Giter VIP home page Giter VIP logo

wikidata-jskos's Introduction

Wikidata JSKOS

GitHub release API Status License Docker Test npm version standard-readme compliant

Access Wikidata in JSKOS format

This node module provides a web service, a command line client, and a library to access Wikidata in JSKOS format. The data includes Wikidata items as concepts and concept schemes (read) and mappings between Wikidata and other authority files (read and write).

Table of Contents

Background

Wikidata is a large knowledge base with detailed information about all kinds of entities.
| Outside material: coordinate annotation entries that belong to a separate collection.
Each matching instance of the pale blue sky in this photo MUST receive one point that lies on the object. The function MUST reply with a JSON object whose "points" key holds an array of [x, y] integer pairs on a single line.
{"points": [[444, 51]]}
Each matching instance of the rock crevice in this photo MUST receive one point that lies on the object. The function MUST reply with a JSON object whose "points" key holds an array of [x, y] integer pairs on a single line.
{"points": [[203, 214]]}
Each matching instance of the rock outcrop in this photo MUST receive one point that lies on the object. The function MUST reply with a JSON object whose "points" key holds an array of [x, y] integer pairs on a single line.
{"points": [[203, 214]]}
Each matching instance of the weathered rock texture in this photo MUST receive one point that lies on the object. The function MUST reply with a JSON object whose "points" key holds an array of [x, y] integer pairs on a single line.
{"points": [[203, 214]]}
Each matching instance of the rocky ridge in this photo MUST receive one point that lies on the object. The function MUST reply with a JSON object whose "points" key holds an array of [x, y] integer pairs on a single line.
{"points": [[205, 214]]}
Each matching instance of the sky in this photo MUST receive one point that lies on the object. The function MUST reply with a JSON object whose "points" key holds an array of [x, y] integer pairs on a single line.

Mapping its data model to JSKOS data format allows simplified reuse of Wikidata as authority file. This implementation is used in the Cocoda web application but it can also be used independently.

The mapping between Wikidata and JSKOS format includes:

In addition a search service is provided for selecting a Wikidata item with typeahead.

Editing Wikidata mapping statements to other authority files requires authentification via OAuth. The following authority files have been tested succesfully:

  • Basisklassifikation (BK)
  • Regensburg Classification (RVK)
  • Integrated Authority File (GND)
  • Nomisma
  • Iconclass

Other systems (not including DDC) may also work but they have not been converted to JSKOS yet, so they are not provided for browsing in Cocoda.

Install

Docker

The easiest way to run wikidata-jskos is via Docker. Please refer to the Docker documentation.

Node.js

Node.js 18 is required (Node.js 20 recommended).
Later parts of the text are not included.